Ideologues live a drab existence. That goes double for ideologues that are critical of others. Consume life voraciously, from all quarters; don’t build walls from the limited access to experience you’ve been granted in a short life.
The four basic categories of goods conveyance are bottles, boxes, pouches, and bubble packs. Almost everything in a person’s life arrived in one of these things. Bags are an adjunct to all of these; almost every transition in small goods ownership involves, at some point, a bag.
Never worry if you’re awkward. Everyone is awkward. Humans are awkward. Look around. The most suave person in the room, if you look closely, is busy being awkward. It’s the underlying human condition. More to the point, every instance of awkwardness is correlated to an instance of hope.
I used to wonder where the small animal figurines in elders’ china cabinets came from. Now I know. They came from parenthood.
Despite the cultural resonance of snowmen, relatively few of them are made on a per-capita basis. Even people in four-seasons climes will reach the end of their lives having only made a few of them. Every snowman is precious, and marks the passing time of your life cycle.
At various regrettable points in the timeline, reality is eaten in its entirely by unreality.

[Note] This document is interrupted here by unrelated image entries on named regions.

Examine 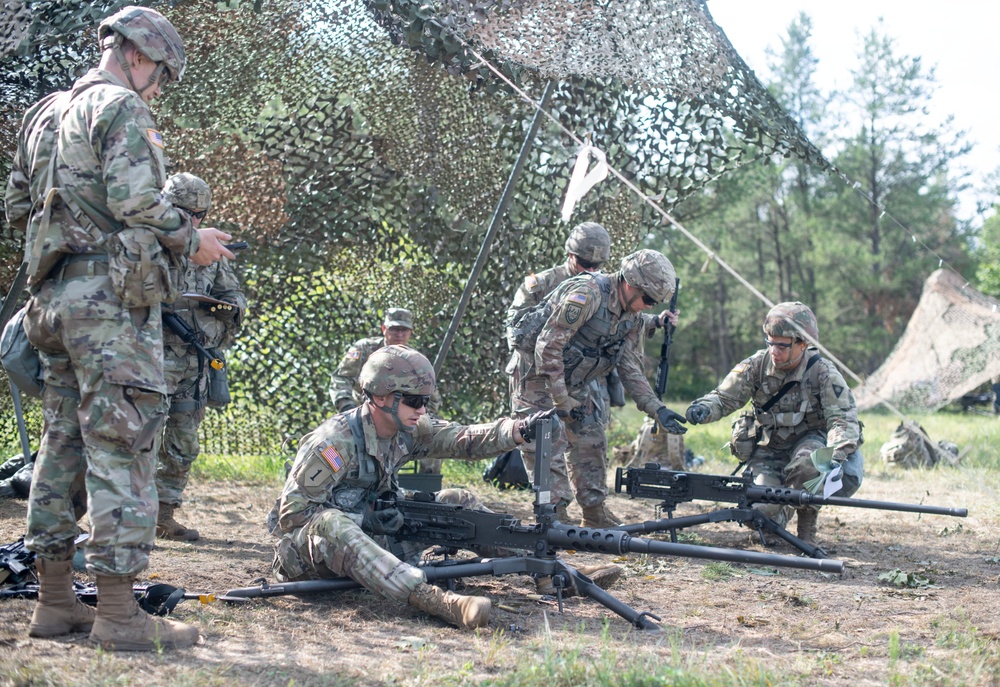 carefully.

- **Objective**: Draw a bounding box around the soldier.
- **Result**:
[511,250,686,527]
[330,308,441,474]
[686,302,864,544]
[6,6,233,650]
[268,345,620,629]
[156,172,247,541]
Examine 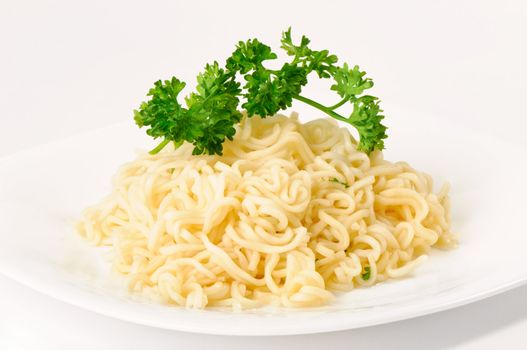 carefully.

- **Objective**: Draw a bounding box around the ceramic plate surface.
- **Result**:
[0,113,527,335]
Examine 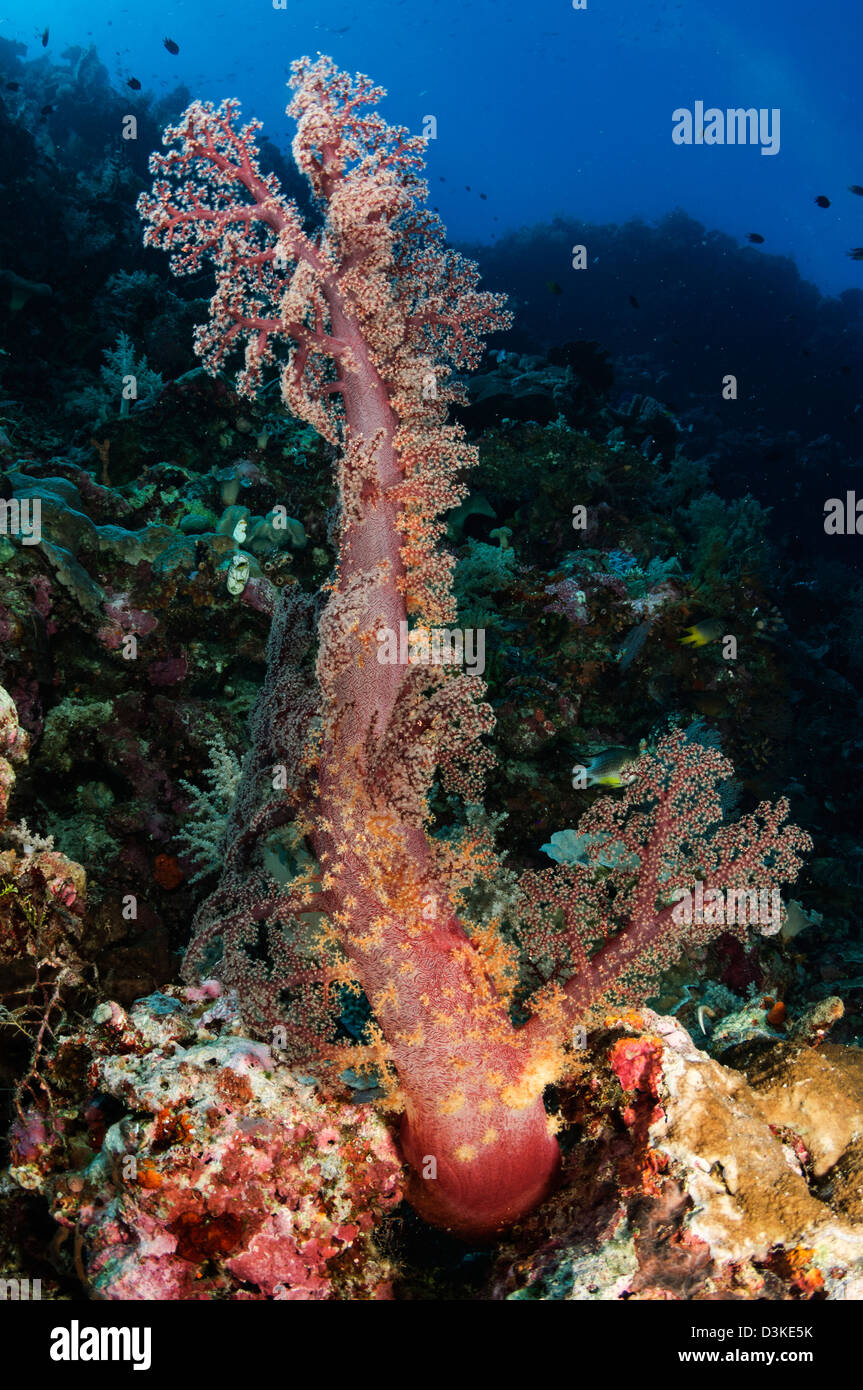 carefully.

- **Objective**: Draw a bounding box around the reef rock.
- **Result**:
[488,1011,863,1300]
[11,984,402,1300]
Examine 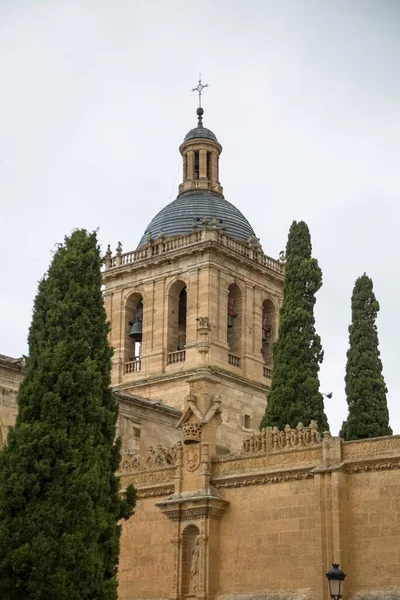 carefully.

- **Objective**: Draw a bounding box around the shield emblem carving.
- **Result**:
[184,444,200,471]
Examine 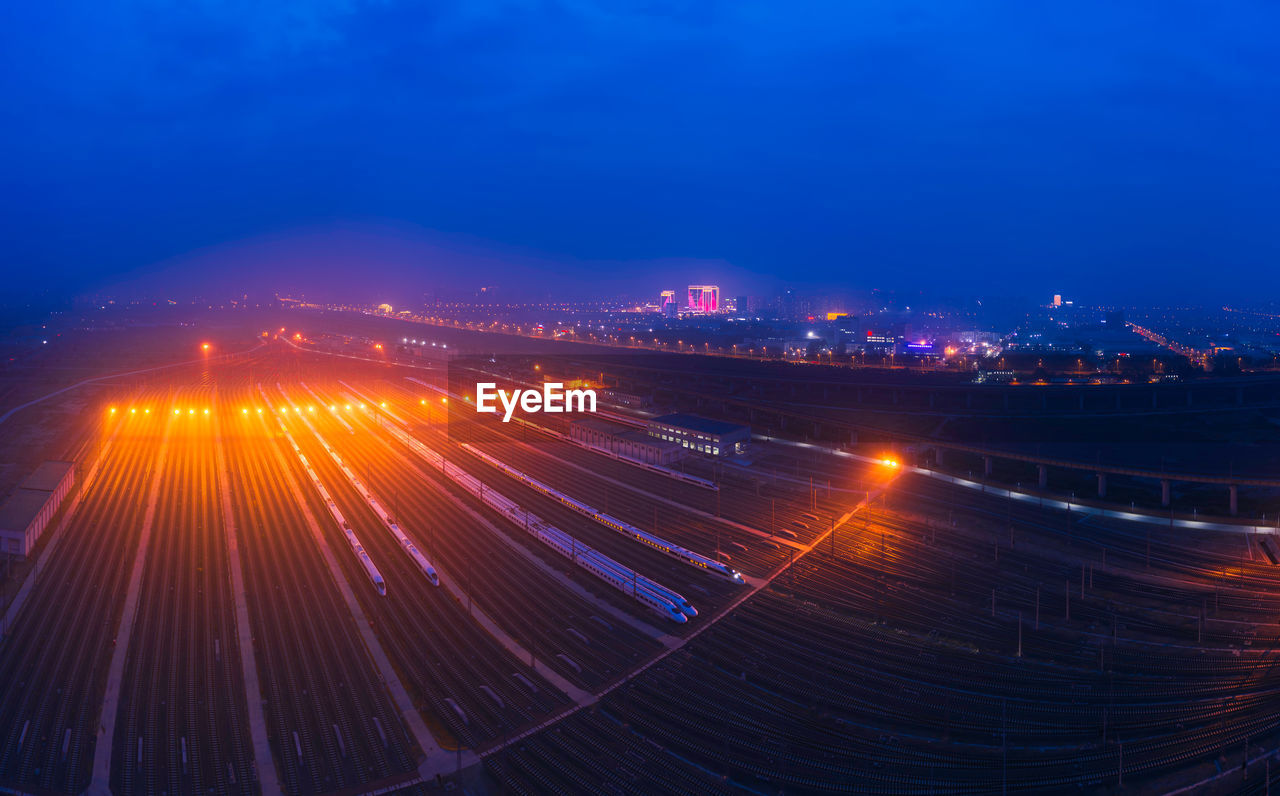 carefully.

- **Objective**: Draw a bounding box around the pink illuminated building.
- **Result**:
[689,284,719,314]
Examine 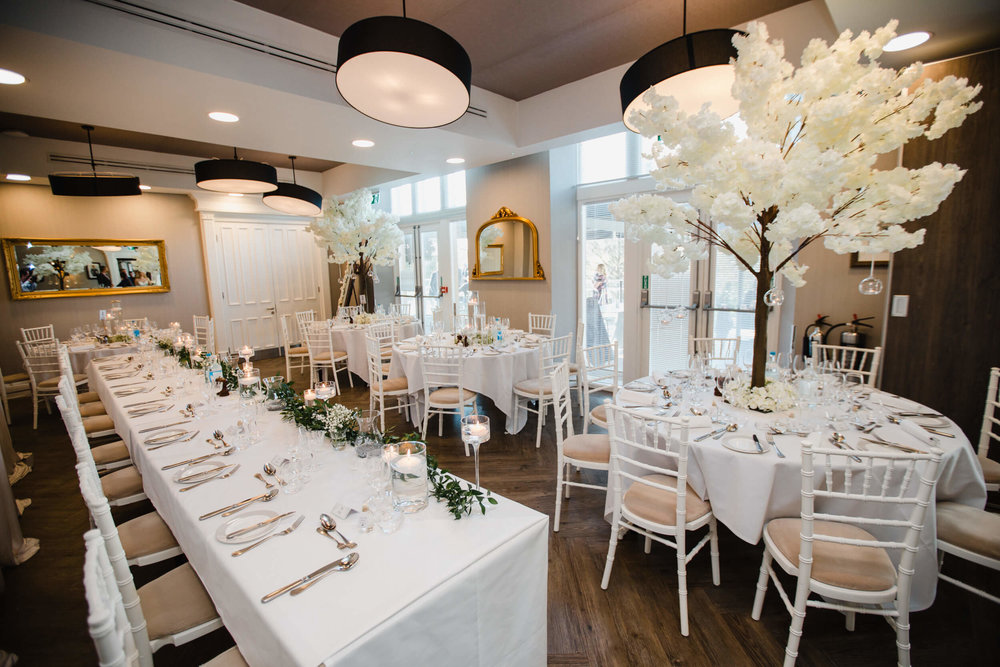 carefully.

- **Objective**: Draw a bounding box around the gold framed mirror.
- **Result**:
[472,206,545,280]
[3,238,170,300]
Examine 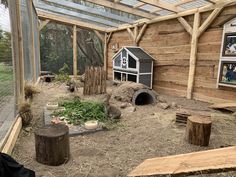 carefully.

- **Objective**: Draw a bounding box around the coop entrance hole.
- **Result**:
[133,89,156,105]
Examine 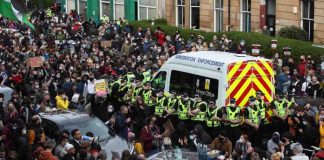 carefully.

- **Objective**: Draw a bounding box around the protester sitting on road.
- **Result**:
[208,131,232,157]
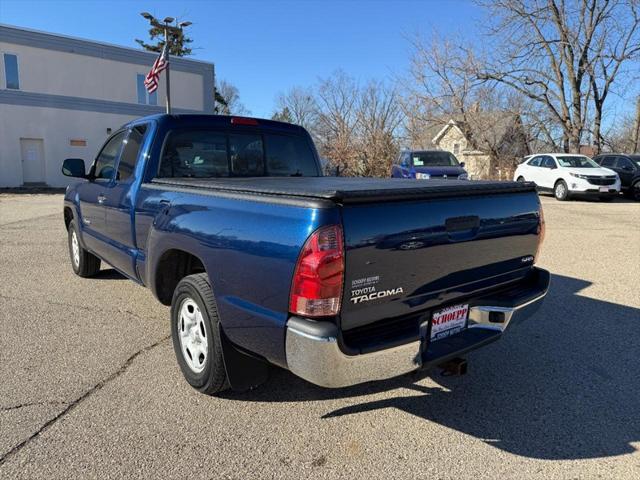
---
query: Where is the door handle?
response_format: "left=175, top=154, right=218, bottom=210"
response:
left=160, top=200, right=171, bottom=215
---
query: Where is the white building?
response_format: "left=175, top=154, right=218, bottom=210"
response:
left=0, top=25, right=214, bottom=187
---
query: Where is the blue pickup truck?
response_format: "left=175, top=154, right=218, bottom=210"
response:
left=62, top=115, right=549, bottom=394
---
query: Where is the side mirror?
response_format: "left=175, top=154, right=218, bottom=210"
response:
left=62, top=158, right=87, bottom=178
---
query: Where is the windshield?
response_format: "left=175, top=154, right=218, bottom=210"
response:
left=411, top=152, right=458, bottom=167
left=556, top=155, right=600, bottom=168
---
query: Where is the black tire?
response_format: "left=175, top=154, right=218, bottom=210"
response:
left=171, top=273, right=229, bottom=395
left=553, top=180, right=569, bottom=202
left=67, top=220, right=100, bottom=278
left=631, top=180, right=640, bottom=202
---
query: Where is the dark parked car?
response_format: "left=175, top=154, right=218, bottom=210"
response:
left=391, top=150, right=469, bottom=180
left=594, top=153, right=640, bottom=201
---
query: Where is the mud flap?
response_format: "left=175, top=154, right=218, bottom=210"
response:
left=219, top=325, right=269, bottom=392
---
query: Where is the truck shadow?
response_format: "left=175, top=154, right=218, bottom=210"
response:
left=91, top=268, right=127, bottom=280
left=238, top=275, right=640, bottom=460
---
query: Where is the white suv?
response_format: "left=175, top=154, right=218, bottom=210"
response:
left=513, top=153, right=620, bottom=200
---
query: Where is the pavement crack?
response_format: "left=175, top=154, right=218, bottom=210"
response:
left=0, top=335, right=171, bottom=467
left=0, top=402, right=69, bottom=412
left=0, top=294, right=168, bottom=320
left=0, top=213, right=60, bottom=227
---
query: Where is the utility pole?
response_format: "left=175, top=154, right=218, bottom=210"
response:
left=631, top=95, right=640, bottom=153
left=140, top=12, right=191, bottom=114
left=164, top=21, right=173, bottom=115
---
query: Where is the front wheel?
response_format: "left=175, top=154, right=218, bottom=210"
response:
left=171, top=273, right=229, bottom=395
left=553, top=180, right=569, bottom=202
left=67, top=220, right=100, bottom=277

It is a temporary phenomenon (in much the same way that people themselves are), but its consequences are grim, and in most cases it cannot be avoided.
On manic brush,
the paint, the paint!
And then on grain and filament—
the sweaty arms, frenetic to create—
a stroke, a stroke, a stroke, a stroke!
Backing, backing
and the endless rush—
cover, cover, cover all!
Mania to fill the minutes,
labor’s pains to fill the hours,
the job thus smaller
and smaller again—
alabaster creeping thus—
into the cracks, the veins, the knots—
across the wooden universe!
Across every surface of the room—
a stroke, a stroke, a stroke, a stroke!
To what shocking end
has this sleight of fate
been conjured up here yet again—
feet caught at angles now acute,
and back against the dampened wall—
each drop a means, a craven tool
to cover every surface save—
the corner—
the corner!
Catastrophic, bare!
Its laughing amoral in the creeping dusk!
I am a compulsive reviser. A fan of perfection. I hate getting things “slightly wrong” when I feel, just a bit down the road, as if they could be better.
That’s bad.
One of the things I’m trying to learn in life is how to one-and-done. To do, then to accept that it is done, and move on, even if it could have been better. Everything does not have to be perfect. And trying to make everything perfect is a way of never letting anything be what it is.
It’s a way to drive yourself and everyone around you absolutely nuts.
Sometimes the perfect isn’t just “the enemy of the good,” it is in fact a roving predator that devours everything in its path. And what the perfect is really made of, of course, is fear.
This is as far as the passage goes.